Strategies for success

There are plenty of helpful strategies for making it through a booze-free month. For starters, “get it out of the house,” Komaromy said. She suggested avoiding settings in which drinking is expected or mandatory, and to “seek out friends doing the same thing.” She also suggests looking for other strategies for how to have fun.

“The human brain doesn’t react well to having pleasurable things taken away from us,” Komaromy said. “One strategy could be that every time you would have bought a mixed drink, take that money, put it in a cookie jar, and save it and do something really nice for yourself . . . another nice side effect people will notice from not drinking for a month is how much money it will save.”

Suzuki, who’s in his third year successfully participating in Dry January, relayed a few tips of his own.


“Be flexible,” he said. “You can try being abstinent for the entire month, or just a few days or weeks.”
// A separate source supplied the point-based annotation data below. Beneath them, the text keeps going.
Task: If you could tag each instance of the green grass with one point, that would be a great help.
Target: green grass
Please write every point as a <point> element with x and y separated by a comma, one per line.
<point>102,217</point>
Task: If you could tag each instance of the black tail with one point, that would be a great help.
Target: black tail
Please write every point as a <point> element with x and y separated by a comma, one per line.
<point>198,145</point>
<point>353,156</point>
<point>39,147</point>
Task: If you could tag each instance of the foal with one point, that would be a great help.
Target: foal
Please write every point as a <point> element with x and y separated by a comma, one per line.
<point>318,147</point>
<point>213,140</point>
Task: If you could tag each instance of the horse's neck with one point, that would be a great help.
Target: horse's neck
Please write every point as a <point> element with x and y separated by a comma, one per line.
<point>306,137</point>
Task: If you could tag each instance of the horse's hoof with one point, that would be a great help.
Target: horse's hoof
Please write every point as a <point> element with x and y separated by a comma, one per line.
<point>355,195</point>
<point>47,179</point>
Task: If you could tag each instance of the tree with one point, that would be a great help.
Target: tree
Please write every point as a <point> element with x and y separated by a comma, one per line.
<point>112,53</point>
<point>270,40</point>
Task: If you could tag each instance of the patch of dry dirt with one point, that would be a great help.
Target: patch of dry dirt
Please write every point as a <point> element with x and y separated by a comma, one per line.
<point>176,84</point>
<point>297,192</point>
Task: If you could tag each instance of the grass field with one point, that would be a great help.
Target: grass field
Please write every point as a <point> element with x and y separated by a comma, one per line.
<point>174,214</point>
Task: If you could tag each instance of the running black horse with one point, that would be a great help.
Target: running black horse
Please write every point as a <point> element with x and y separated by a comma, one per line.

Suzuki also recommends involving family and friends in the challenge, substituting non-alcoholic beverages and mocktails, and looking for other ways to get the same effects from alcohol.

“We don’t [consume] to hurt ourselves,” he said. “We do it for increased sociability, decreased anxiety. It depends on the individual. Each person can explore and try what works for them, and that’s part of the fun of it. There are other ways to enjoy my downtime on the weekend.”